The most striking interaction they found was between influenza A viruses and rhinoviruses, a type of virus that can cause the common cold. Computer modelling of the data found that the inhibitory interactions between influenza and rhinoviruses appeared to occur within individual people as well as at a population level.
Patients with influenza A were approximately 70% less likely to also be infected with rhinovirus, than were patients infected with the other virus types.
Dr Sema Nickbakhsh, from the MRC-University of Glasgow Centre for Virus Research at the University of Glasgow, who was first author on the paper, said: “One really striking pattern in our data is the decline in cases of the respiratory virus rhinovirus, which is typically a mild common cold causing virus, occurring during winter, around the time that flu activity increases.”
“In the same way as lions and spotted hyenas compete for food resources in the Masai Mara, we believe respiratory viruses may be competing for resources in the respiratory tract. There are various possibilities we’re investigating, such as these viruses are competing for cells to infect in the body, or the immune response to one virus makes it harder for another unrelated virus to infect the same person.”
Viruses from the same species – for example different strains of influenza – could be expected to compete or generate an overlapping immune response in the body, but the researchers say what makes these findings interesting is the interaction is between completely different types of viruses.
Dr Pablo Murcia, from the MRC-University of Glasgow Centre for Virus Research at the University of Glasgow, who led the research, said: “Traditionally people have studied viruses in isolation – you study only flu or rhinovirus – but we’ve shown here that we need to also be studying these viruses together like it’s an ecosystem. My team are now doing experiments to try and understand how respiratory viruses, including influenza and rhinovirus, interact. If we understand how viruses interact and how certain viral infections may favour or inhibit each other, then maybe we can develop better ways to target viruses.”

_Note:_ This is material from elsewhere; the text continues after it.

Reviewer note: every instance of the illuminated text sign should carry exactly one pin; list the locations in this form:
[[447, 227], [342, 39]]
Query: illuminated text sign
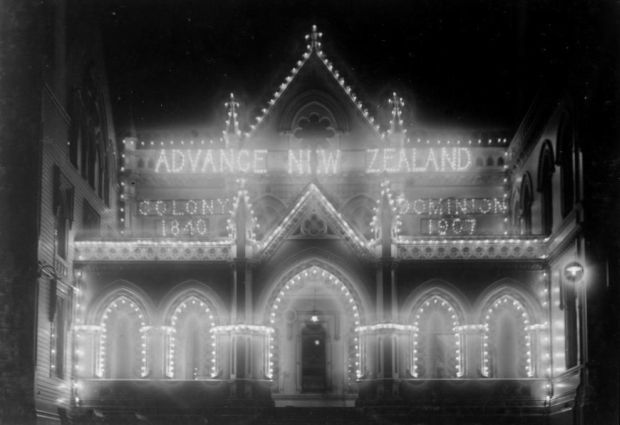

“Studying interactions between viruses could help to explain why different viruses circulate in different seasons or why they affect different age groups, and within the body why certain types of viruses infect different parts of the respiratory tract, like the nose or the lungs.”
An example of how these viruses could also affect each other’s spread at a population level, include that if a person is infected with one virus they’re more likely to stay home and consequently not catch another virus.
Limitations of the study include that the correlations observed cannot show what is causing these interactions and that samples were only taken from people with symptoms of a respiratory infection, so it may not capture how the viruses behave in people who don’t develop symptoms.
Dr Nickbakhsh added: “A key thing to note with this research is that we’re looking at average risks over a very large number of patients who have sought healthcare – that’s not to say that occasionally unlucky individuals can’t be infected with influenza and a cold virus at the same time.”
The study looked at how 11 viruses interacted. It did find relationships between some of the other virus pairs, but these were not consistent at both the individual host and population level, which the study did find for influenza A and rhinovirus.
The study was primarily funded by the Medical Research Council, part of UK Research and Innovation.
The paper: ‘Virus-virus interactions impact the population dynamics of influenza and the common cold’ by S Nickbakhsh et al. will be published in the journal Proceedings of the National Academy of Sciences. Link to the paper: www.pnas.org/cgi/doi/10.1073/pnas.1911083116
Professor Louise Matthews, from the University of Glasgow, is co-corresponding author. The authors were also supported by the National Science Foundation, Biotechnology and Biological Sciences Research Council the Foods Standards Agency and the Scottish Government Rural and Environment Science and Analytical Services Division, as part of the Centre of Expertise on Animal Disease Outbreaks.